Plus, my office has now moved to Stratford, in east London, so something closer to work would be better – ideally, within walking distance.
I found two more that I liked, both just a few minutes’ walk from the new office. However, again, for one reason or another, the hosts weren’t looking to rent out rooms in the long term.
As for the remainder… well, the rest of the Airbnb hosts I have come across can be split into two categories.
The first have lost their heart of their homes in a bid to turn all but their kitchens and bathrooms into money-making bedrooms. I remember one couple telling me I should feel free to use the dining table… but it was on their hall landing – and they were sat at the only chairs.
The second are the absent landlords. These are the worst.
They don’t live in, so they don’t really care about the home – and nor do their guests. Standards soon slip badly.
“You soon find you are sharing with 7 other people – 2 of whom arrive, noisily, on a midnight flight and then call home, equally loudly, to say they’ve arrived safely”
The clue is when they tell you that there’s a key safe by the front door. Alarm bells now sound in my head, as I know it’s all downhill from there.

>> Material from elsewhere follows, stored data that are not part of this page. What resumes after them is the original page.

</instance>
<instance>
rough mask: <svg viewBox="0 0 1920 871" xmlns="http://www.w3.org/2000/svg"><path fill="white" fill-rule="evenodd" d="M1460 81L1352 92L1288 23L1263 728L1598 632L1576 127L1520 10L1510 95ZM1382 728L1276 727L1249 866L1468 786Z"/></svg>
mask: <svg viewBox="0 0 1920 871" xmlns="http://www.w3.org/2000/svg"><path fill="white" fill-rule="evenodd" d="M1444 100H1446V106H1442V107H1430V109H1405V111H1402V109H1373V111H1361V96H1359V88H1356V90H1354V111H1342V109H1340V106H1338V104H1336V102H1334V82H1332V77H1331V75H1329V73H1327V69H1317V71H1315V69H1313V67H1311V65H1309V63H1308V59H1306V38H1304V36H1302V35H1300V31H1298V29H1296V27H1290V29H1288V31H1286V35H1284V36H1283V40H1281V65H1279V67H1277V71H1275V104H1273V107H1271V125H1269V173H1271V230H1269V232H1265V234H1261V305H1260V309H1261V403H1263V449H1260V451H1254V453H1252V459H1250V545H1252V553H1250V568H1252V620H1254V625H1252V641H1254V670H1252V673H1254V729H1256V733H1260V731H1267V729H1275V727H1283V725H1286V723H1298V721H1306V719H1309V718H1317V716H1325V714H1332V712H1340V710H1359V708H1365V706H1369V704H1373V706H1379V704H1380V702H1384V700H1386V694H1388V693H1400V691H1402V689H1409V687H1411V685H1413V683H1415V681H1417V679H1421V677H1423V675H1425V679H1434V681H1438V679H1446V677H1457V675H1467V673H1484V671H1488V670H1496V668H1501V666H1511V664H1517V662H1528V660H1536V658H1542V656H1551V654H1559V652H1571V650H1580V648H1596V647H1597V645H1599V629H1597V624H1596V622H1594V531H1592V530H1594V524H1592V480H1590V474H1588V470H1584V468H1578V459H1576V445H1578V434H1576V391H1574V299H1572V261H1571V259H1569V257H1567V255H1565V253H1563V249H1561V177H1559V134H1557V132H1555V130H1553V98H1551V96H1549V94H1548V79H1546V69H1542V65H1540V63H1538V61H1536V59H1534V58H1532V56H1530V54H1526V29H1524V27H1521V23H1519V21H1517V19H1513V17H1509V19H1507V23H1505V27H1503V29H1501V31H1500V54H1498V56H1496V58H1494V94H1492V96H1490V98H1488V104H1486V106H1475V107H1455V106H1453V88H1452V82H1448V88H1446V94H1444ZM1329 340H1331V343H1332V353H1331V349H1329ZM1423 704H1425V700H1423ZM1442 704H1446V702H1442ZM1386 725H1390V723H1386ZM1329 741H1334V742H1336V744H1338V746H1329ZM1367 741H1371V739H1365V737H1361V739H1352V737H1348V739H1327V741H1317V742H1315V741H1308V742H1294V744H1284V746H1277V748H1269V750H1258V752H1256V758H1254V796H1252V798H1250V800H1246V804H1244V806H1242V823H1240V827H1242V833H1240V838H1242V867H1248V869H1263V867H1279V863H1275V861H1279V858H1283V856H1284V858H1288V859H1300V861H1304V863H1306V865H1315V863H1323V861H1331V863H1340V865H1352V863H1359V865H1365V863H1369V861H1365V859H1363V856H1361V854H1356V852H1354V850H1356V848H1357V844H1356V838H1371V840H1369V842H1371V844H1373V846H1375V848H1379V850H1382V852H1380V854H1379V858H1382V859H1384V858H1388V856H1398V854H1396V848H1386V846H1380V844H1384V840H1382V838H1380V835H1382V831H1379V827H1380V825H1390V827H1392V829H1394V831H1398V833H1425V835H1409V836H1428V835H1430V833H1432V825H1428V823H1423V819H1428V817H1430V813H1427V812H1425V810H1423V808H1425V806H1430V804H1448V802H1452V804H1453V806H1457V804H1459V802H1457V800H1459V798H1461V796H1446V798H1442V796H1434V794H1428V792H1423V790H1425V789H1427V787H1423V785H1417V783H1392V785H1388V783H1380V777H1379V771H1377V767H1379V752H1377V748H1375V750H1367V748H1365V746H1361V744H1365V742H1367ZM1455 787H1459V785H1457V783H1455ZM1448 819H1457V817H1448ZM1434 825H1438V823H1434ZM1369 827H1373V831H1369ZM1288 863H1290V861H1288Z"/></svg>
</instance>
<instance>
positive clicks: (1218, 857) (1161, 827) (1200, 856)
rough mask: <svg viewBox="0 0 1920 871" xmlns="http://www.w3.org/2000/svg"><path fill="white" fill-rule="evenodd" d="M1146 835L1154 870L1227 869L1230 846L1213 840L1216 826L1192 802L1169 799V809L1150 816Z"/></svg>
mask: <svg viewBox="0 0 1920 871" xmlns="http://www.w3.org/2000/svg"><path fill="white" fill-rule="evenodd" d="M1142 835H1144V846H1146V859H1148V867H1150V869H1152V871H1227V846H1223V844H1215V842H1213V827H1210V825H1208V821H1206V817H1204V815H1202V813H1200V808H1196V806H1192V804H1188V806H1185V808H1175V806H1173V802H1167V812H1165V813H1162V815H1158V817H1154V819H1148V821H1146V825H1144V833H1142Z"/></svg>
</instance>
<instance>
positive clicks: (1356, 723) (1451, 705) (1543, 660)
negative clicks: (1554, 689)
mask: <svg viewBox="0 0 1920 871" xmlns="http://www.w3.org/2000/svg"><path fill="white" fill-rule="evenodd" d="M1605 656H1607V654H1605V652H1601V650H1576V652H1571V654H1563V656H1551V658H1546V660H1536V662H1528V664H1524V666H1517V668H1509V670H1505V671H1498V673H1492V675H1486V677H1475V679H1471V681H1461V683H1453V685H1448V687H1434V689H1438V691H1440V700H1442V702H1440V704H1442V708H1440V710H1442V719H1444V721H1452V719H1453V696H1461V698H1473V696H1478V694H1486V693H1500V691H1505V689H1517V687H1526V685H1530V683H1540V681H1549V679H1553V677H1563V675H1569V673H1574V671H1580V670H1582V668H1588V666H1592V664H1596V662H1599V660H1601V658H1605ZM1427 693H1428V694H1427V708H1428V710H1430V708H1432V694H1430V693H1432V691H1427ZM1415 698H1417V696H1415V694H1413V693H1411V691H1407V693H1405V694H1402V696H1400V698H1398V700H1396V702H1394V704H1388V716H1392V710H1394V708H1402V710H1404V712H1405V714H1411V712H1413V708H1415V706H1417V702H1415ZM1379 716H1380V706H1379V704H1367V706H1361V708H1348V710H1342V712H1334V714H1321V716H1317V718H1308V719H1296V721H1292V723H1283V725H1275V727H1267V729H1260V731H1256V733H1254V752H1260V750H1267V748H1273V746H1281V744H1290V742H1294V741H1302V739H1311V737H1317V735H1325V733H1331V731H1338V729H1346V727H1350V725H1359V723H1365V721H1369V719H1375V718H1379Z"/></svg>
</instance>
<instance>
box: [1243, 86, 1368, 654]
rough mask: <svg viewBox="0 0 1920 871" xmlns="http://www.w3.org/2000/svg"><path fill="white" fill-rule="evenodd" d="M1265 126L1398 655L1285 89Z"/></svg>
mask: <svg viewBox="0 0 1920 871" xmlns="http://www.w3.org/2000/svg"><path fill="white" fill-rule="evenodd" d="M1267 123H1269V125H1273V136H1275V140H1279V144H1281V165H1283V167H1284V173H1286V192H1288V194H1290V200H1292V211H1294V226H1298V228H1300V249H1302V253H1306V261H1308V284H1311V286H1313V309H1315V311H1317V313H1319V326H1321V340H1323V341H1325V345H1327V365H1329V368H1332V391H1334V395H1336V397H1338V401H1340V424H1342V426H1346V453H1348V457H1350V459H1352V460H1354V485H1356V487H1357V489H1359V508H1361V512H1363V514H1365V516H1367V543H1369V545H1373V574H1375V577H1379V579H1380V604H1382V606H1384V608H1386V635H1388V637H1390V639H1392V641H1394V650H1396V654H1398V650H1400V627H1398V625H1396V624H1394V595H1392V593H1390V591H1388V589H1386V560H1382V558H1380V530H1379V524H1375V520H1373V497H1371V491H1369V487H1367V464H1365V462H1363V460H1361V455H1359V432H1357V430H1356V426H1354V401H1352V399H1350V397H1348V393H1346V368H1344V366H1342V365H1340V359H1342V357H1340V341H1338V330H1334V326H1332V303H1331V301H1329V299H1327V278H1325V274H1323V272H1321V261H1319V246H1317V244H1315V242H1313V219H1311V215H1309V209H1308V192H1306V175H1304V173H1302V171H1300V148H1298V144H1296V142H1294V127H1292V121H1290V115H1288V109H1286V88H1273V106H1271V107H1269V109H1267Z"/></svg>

You soon find you are sharing with 7 other people – 2 of whom arrive, noisily, on a midnight flight and then call home, equally loudly, to say they’ve arrived safely.
Not only that, but towels aren’t provided, the toilet paper’s run out and there’s nobody there to help…
So my search for a regular place to stay continues. Fortunately, every now and again, I get a week where I don’t have to go to London at all. Those are the weeks I savour – and this week is one of them.